You are viewing a plain text version of this content. The canonical link for it is here.

Posted to user@mahout.apache.org by Ioan Eugen Stan <st...@gmail.com> on 2012/05/14 14:34:39 UTC

online clustering with mahout

Hi,

Dos mahout offer online clustering out of the box using sequential
clustering (no MapReduce). I'm looking over the code (trunk) and I
found ClusterClassifier but I can't figure out how that works. Any
examples or more docs on this topic?

Thanks,
-- 
Ioan Eugen Stan
http://ieugen.blogspot.com/  *** http://bucharest-jug.github.com/ ***

Re: online clustering with mahout

Posted by Jeff Eastman <jd...@windwardsolutions.com>.

+1 you've got it with the iterator and classifier.

Mahout really doesn't have good support yet for online clustering. The 
problem you note will occur if new documents introduce new terms that 
are not in the dictionary. You can fudge a bit by widening the cluster 
center vectors so the DistanceMeasures don't complain when new terms are 
encountered during classification. As the vectors are sparse, the extra 
terms will just be zero.

Periodically, you will need to re-cluster as your models evolve of 
course.
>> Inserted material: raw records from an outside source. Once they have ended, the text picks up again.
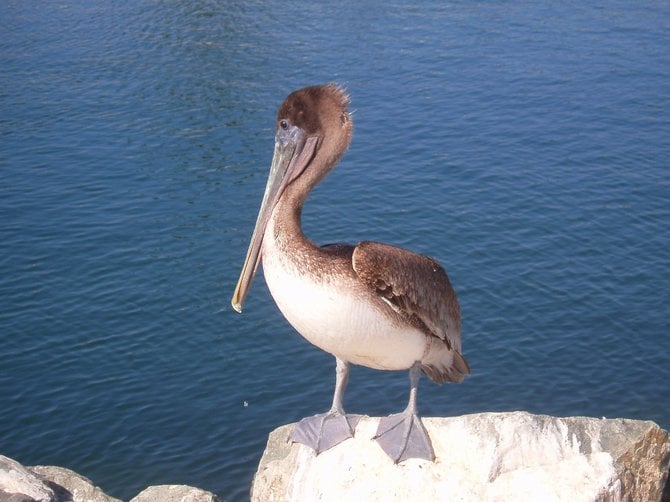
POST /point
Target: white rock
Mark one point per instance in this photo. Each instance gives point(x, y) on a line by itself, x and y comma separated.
point(174, 493)
point(488, 456)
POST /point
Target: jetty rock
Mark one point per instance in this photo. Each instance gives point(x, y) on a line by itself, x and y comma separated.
point(489, 456)
point(47, 483)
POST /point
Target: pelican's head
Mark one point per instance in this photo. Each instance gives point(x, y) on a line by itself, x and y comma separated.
point(312, 131)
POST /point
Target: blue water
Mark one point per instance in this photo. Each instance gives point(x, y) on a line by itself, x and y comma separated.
point(526, 146)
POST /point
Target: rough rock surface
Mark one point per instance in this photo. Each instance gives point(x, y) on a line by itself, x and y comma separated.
point(488, 456)
point(68, 485)
point(17, 483)
point(57, 484)
point(174, 493)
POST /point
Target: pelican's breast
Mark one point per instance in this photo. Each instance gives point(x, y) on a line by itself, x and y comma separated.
point(333, 311)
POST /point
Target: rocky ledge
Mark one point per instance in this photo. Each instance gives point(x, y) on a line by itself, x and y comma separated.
point(45, 483)
point(487, 456)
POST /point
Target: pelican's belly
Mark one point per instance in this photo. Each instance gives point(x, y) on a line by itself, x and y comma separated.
point(330, 315)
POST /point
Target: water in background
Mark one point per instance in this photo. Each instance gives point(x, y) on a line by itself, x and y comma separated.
point(526, 146)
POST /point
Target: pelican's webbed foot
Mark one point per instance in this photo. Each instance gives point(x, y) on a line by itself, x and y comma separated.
point(322, 432)
point(404, 436)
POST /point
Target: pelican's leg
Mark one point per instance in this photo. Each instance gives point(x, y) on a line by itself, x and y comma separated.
point(403, 436)
point(326, 430)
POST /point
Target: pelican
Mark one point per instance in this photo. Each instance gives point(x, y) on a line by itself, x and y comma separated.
point(371, 304)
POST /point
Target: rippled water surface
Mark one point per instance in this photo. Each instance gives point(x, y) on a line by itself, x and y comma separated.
point(526, 146)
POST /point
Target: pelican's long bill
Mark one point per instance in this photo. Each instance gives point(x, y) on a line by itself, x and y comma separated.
point(293, 152)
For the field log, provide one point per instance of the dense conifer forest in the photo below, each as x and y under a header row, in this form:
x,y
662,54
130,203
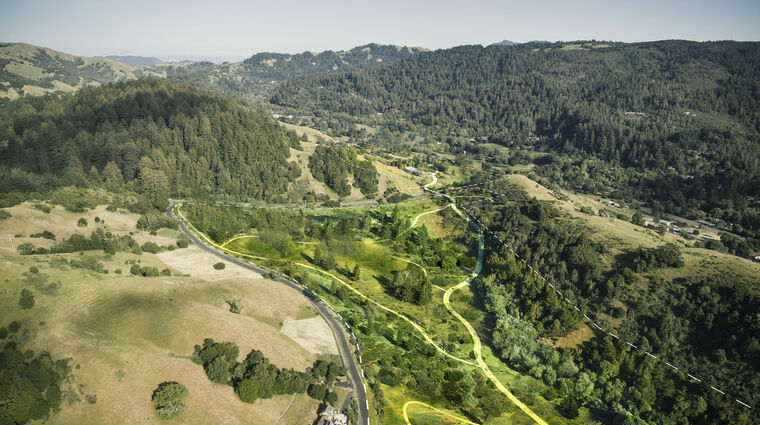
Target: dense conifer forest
x,y
262,72
156,137
677,121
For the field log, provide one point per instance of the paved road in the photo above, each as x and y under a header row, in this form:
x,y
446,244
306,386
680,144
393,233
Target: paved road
x,y
343,345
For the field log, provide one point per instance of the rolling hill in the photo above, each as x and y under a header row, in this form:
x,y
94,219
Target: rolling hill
x,y
31,70
260,73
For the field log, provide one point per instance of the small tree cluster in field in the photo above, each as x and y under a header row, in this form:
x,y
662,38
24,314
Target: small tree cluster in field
x,y
153,220
236,306
42,207
256,378
26,301
44,234
99,239
31,383
169,399
147,271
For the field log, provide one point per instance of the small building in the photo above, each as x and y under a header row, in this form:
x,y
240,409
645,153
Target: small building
x,y
412,170
331,416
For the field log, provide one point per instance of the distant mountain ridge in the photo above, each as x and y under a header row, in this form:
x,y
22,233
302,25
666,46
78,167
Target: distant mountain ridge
x,y
135,60
261,72
505,43
31,70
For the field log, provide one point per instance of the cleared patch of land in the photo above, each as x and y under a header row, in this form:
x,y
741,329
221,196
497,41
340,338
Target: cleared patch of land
x,y
198,263
312,334
126,334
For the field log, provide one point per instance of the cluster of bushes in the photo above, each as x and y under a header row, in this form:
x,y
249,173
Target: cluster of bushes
x,y
147,271
99,239
411,285
44,234
42,207
256,378
394,354
169,399
30,384
333,167
153,220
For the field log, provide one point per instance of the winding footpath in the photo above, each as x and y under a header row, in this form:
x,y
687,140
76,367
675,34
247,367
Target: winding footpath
x,y
360,389
477,345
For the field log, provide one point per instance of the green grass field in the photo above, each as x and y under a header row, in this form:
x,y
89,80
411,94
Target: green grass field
x,y
126,334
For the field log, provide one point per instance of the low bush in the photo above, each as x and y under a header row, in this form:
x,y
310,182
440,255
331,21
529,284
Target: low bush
x,y
44,234
26,301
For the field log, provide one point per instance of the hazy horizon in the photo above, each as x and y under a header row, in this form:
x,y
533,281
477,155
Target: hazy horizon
x,y
234,30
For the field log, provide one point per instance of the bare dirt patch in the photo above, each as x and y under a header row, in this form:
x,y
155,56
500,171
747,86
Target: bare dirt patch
x,y
195,262
313,334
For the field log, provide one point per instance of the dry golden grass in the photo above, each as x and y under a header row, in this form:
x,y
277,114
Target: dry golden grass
x,y
128,334
313,334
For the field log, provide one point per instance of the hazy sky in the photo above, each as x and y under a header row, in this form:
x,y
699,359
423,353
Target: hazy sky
x,y
235,29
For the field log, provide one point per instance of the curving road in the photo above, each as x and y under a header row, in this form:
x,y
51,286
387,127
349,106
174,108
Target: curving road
x,y
343,345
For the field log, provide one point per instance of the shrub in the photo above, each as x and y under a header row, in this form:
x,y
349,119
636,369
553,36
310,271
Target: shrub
x,y
236,306
317,391
169,399
151,247
44,234
248,390
219,370
26,301
26,249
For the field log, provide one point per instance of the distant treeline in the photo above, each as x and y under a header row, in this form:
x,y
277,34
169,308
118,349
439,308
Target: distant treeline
x,y
676,121
155,137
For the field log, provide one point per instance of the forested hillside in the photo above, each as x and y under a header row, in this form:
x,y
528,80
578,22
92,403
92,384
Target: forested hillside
x,y
678,120
704,323
263,71
156,137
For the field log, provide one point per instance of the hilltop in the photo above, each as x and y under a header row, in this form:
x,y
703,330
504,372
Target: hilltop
x,y
135,60
31,70
260,73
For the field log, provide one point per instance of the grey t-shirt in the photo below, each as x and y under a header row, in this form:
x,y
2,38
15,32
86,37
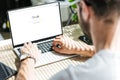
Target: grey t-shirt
x,y
104,65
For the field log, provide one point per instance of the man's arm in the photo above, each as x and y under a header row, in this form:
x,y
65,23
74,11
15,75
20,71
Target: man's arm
x,y
69,46
26,70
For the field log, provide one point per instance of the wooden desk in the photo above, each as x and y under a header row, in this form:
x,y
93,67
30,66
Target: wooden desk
x,y
8,57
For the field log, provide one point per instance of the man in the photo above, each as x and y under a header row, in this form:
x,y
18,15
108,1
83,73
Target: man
x,y
100,18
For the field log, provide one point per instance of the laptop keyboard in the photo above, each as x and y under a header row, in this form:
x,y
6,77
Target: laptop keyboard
x,y
45,46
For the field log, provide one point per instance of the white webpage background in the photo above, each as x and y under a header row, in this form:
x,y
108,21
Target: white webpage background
x,y
35,23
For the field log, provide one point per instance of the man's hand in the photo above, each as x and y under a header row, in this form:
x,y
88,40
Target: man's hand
x,y
31,49
65,45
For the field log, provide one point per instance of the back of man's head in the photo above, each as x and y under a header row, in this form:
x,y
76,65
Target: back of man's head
x,y
103,8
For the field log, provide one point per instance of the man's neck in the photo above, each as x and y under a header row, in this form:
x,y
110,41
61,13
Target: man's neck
x,y
108,38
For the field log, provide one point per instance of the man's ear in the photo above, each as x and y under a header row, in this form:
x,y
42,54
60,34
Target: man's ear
x,y
85,11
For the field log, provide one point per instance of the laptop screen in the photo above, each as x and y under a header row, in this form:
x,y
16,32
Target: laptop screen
x,y
35,23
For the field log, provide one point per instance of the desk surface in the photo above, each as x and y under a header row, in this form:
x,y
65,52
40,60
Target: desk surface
x,y
8,57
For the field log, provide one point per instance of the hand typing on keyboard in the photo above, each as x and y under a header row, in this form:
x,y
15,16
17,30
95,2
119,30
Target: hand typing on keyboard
x,y
65,45
31,49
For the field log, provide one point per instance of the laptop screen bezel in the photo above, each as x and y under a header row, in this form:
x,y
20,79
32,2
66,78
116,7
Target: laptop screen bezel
x,y
18,45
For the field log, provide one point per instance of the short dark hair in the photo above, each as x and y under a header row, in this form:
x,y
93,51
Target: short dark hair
x,y
103,8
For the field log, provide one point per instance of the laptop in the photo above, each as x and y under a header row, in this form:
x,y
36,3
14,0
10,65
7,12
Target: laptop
x,y
39,24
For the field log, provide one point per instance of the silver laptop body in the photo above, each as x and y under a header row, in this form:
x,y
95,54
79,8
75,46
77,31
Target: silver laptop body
x,y
39,24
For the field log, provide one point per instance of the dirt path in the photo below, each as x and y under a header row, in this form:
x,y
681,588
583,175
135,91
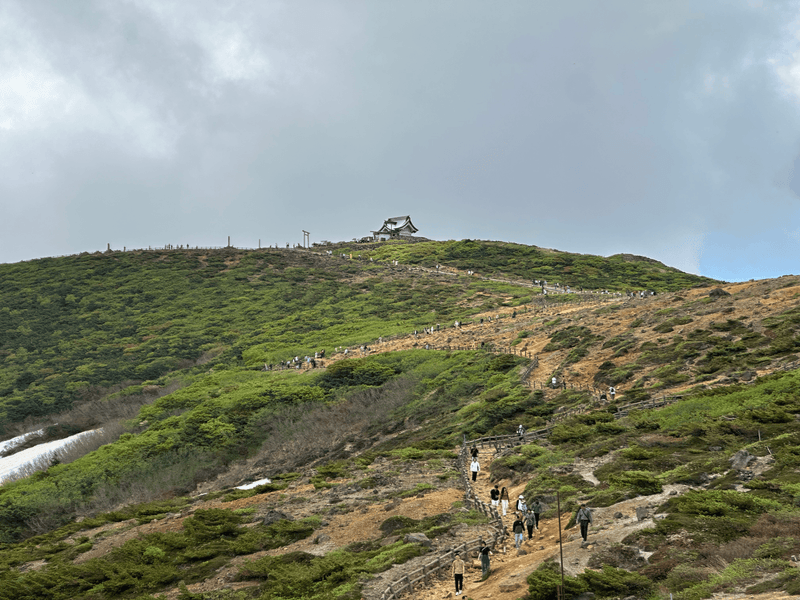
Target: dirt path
x,y
510,567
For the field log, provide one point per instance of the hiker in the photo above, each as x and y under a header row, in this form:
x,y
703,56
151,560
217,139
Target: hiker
x,y
504,500
458,573
475,467
537,508
485,552
519,531
530,523
584,517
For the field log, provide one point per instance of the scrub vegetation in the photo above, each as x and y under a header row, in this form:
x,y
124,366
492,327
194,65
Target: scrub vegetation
x,y
169,347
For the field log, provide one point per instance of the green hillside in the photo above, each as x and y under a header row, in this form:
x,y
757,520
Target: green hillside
x,y
73,328
180,339
618,273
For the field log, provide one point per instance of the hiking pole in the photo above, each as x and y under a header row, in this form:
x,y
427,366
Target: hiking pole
x,y
560,547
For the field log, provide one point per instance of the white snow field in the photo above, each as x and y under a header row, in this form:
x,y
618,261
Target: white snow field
x,y
30,460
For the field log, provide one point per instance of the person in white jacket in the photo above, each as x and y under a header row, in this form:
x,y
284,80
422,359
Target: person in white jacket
x,y
475,467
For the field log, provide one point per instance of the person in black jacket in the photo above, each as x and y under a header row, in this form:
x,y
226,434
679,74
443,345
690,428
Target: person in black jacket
x,y
519,531
583,518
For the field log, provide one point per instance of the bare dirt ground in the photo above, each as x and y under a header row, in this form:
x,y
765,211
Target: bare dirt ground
x,y
749,302
365,510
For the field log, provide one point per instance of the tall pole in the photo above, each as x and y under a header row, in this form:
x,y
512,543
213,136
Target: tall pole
x,y
560,544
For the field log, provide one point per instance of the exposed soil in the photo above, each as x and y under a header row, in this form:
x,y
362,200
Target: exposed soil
x,y
353,514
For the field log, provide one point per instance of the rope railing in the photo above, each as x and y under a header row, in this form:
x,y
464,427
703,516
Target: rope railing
x,y
441,564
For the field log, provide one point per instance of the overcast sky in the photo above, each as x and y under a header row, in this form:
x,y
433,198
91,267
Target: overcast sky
x,y
665,129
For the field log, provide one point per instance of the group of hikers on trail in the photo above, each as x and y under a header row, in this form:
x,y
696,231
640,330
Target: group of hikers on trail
x,y
310,362
526,518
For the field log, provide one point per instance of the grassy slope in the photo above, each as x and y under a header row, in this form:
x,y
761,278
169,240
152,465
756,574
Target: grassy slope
x,y
619,272
250,307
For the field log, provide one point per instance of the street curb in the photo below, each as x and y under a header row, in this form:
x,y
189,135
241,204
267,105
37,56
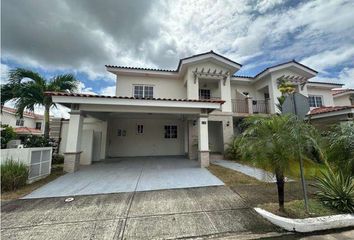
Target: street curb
x,y
308,224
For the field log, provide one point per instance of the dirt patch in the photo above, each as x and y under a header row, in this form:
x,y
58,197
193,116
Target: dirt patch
x,y
296,209
231,177
57,171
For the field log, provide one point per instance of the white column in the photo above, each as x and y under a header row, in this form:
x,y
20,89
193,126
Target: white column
x,y
203,141
192,86
225,94
73,144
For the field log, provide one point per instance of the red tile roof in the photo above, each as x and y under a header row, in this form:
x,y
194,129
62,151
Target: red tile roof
x,y
27,130
179,64
65,94
25,113
339,91
321,110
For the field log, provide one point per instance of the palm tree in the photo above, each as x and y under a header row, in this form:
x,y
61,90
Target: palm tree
x,y
285,87
28,89
274,142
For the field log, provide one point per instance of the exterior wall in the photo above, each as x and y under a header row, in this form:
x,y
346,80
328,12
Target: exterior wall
x,y
342,100
150,143
98,127
10,119
241,88
325,93
215,136
163,87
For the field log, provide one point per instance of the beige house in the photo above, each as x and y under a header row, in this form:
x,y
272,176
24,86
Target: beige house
x,y
193,110
30,123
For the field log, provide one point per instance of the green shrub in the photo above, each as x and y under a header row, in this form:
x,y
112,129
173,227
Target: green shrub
x,y
13,175
336,190
36,141
57,159
341,147
7,134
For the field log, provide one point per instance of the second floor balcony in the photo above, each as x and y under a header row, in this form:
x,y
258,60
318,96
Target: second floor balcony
x,y
250,106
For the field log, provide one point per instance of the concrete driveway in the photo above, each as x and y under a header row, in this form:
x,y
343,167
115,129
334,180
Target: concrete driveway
x,y
163,214
129,175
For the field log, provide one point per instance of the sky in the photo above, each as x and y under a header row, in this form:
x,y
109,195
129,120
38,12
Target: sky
x,y
80,37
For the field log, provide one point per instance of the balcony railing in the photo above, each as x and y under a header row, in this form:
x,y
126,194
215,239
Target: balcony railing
x,y
260,106
249,106
240,106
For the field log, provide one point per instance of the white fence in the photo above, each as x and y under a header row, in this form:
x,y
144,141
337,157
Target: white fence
x,y
39,160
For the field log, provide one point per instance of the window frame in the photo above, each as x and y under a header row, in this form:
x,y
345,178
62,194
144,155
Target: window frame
x,y
139,129
171,131
145,90
316,101
20,122
40,125
201,96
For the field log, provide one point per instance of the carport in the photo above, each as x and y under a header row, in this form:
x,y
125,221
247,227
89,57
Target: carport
x,y
129,175
136,127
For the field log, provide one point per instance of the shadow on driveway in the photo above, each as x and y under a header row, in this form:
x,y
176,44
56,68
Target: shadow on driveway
x,y
180,213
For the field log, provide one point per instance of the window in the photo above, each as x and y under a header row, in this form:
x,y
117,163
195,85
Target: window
x,y
143,91
139,129
315,101
38,125
170,131
204,93
20,122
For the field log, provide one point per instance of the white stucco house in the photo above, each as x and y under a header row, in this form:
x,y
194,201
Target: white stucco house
x,y
192,111
30,123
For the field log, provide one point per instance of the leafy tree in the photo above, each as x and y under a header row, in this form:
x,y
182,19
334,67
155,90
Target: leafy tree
x,y
7,134
274,142
286,88
28,89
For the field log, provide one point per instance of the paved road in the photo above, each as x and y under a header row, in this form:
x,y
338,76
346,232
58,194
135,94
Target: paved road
x,y
180,213
129,175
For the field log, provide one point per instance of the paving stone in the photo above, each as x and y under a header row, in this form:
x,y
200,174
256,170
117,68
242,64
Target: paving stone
x,y
163,202
169,226
55,210
110,229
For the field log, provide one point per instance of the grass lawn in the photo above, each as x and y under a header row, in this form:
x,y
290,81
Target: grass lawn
x,y
295,209
311,169
231,177
57,171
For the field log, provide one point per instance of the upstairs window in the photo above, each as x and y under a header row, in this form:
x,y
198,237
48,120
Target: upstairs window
x,y
204,94
143,91
38,125
20,122
315,101
139,129
170,131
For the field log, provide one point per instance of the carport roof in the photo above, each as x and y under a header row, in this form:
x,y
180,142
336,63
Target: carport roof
x,y
65,94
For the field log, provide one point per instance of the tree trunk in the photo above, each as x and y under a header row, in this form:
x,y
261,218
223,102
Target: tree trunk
x,y
280,185
46,121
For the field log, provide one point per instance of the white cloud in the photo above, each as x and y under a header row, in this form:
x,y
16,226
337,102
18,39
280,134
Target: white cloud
x,y
108,91
81,88
330,58
4,73
346,76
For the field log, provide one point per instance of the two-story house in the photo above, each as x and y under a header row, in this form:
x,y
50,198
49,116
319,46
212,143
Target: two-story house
x,y
192,111
29,124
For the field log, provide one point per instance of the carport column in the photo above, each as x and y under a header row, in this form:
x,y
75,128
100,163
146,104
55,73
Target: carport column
x,y
73,144
203,141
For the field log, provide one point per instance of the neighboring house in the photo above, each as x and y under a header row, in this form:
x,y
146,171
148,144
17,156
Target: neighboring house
x,y
194,110
30,123
334,106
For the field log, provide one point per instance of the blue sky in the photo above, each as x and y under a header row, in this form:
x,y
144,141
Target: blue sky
x,y
80,37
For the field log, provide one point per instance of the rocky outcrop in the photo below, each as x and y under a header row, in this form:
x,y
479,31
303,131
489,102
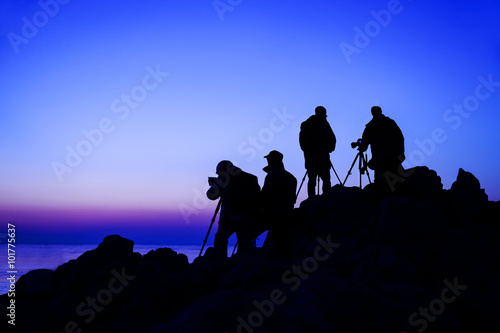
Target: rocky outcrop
x,y
426,259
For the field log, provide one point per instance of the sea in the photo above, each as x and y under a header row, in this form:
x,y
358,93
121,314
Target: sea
x,y
28,257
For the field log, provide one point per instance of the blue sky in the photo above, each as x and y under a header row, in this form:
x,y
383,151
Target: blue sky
x,y
152,94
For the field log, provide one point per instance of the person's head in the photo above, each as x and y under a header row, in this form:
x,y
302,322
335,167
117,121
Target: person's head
x,y
320,111
274,157
376,111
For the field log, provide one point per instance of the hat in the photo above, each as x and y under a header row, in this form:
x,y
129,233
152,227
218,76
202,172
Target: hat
x,y
223,166
274,155
320,111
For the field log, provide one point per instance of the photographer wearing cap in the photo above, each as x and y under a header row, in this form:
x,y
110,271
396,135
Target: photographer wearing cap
x,y
387,148
278,200
317,141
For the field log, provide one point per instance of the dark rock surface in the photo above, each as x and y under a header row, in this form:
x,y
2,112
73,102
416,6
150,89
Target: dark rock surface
x,y
426,259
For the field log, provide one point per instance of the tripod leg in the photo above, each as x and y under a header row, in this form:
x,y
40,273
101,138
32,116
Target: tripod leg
x,y
301,185
366,168
210,228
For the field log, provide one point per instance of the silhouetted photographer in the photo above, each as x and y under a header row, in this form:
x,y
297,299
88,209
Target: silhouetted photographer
x,y
278,200
317,141
239,194
387,148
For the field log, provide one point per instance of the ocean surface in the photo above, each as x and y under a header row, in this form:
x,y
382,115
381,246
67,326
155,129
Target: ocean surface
x,y
35,256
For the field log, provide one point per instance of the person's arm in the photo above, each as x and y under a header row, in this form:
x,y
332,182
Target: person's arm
x,y
365,140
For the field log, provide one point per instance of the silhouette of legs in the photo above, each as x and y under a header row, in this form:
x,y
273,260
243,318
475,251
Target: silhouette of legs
x,y
242,226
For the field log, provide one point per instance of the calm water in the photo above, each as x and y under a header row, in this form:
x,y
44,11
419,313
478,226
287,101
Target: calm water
x,y
35,256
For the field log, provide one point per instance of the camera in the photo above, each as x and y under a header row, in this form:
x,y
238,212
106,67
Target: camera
x,y
356,144
212,180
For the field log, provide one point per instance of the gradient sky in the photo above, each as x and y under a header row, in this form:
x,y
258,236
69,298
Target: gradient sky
x,y
166,89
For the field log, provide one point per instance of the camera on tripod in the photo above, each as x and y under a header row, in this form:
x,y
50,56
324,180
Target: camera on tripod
x,y
356,144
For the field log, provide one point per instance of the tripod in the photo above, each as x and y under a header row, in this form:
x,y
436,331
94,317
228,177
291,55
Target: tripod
x,y
211,224
303,179
362,167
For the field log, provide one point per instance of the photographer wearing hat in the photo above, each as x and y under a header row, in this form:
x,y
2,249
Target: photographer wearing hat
x,y
239,193
317,141
387,148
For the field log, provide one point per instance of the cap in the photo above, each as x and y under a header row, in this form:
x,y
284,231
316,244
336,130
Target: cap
x,y
223,166
320,111
376,110
274,155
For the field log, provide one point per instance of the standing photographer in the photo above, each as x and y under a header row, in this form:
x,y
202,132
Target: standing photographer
x,y
387,147
239,193
317,141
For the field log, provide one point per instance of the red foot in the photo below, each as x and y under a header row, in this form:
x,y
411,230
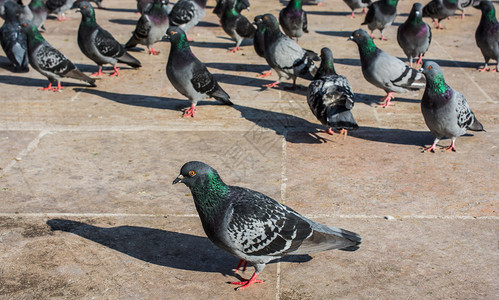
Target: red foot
x,y
271,85
190,111
246,283
265,74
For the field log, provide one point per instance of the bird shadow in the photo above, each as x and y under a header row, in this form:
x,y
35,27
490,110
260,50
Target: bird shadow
x,y
160,247
123,21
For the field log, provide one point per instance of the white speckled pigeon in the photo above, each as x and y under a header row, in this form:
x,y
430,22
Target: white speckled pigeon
x,y
254,227
285,56
445,110
384,70
151,27
188,75
293,19
330,97
487,34
13,39
381,15
98,44
49,61
414,35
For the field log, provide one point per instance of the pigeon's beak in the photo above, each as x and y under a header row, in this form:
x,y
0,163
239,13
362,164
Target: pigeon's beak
x,y
178,179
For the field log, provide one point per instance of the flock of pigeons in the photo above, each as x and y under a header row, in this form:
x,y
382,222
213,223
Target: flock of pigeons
x,y
248,224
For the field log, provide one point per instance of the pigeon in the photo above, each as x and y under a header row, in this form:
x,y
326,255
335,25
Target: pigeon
x,y
414,35
381,15
462,4
285,56
151,27
59,7
49,61
439,9
186,14
330,97
354,4
445,110
259,42
383,70
254,227
293,19
188,75
39,11
13,39
487,35
98,44
236,25
238,6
You really also ought to look at Ted Dunning's large scale 
k-means (https://github.com/tdunning/knn) clustering too.

Please keep us posted on how your work evolves.

On 5/15/12 6:50 AM, Ioan Eugen Stan wrote:
> Hello Jeff,
>
> 2012/5/14 Jeff Eastman<jd...@windwardsolutions.com>:
>> Look at ClusterIterator.iterate(). This will do clustering in memory without
>> any Hadoop. ClusterIterator.iterateSeq will do clustering in a single
>> process from/to Hadoop sequence files but without map/reduce.
>> ClusterIterator.iterateMR uses full Hadoop to do clustering for the same
>> algorithms (k-means, fuzzy-k, Dirichlet), all configured using
>> ClusteringPolicy instances.
> Thanks for the response. It's exactly what I need.
>
> > From what I can figure out, please correct me if I'm wrong, the
> scenario will look like this (in my case):
>
> - vectorize my documents and run ClusterIterator.iterate*() to get
> back a ClusterClassifier.
> - call ClusterClassifier.classify( newDocumentVector) to get a list of
> probabilities as to which cluster my newDocument belongs.
>
> However there are some issues that I can't get my head around.
>
> How do I make the vector to use the dictionary from my model so the
> vectors will have terms on the same positions and the classifier will
> be able to correctly compute distances between the new vector and the
> model. Another way to put it: Doing online clustering with text
> documents will result in vectors that contain elemtents/terms that do
> not exist in the model. Doesn't this mean I will get IndexOutOfbounds
> or some exception when I try to classify
>
> Does mahout offer some support for updating the model?
>
> Thanks,
>
>> On 5/14/12 8:34 AM, Ioan Eugen Stan wrote:
>>> Hi,
>>>
>>> Dos mahout offer online clustering out of the box using sequential
>>> clustering (no MapReduce). I'm looking over the code (trunk) and I
>>> found ClusterClassifier but I can't figure out how that works. Any
>>> examples or more docs on this topic?
>>>
>>> Thanks,
>>
>
>

Re: online clustering with mahout

Posted by Paritosh Ranjan <pr...@xebia.com>.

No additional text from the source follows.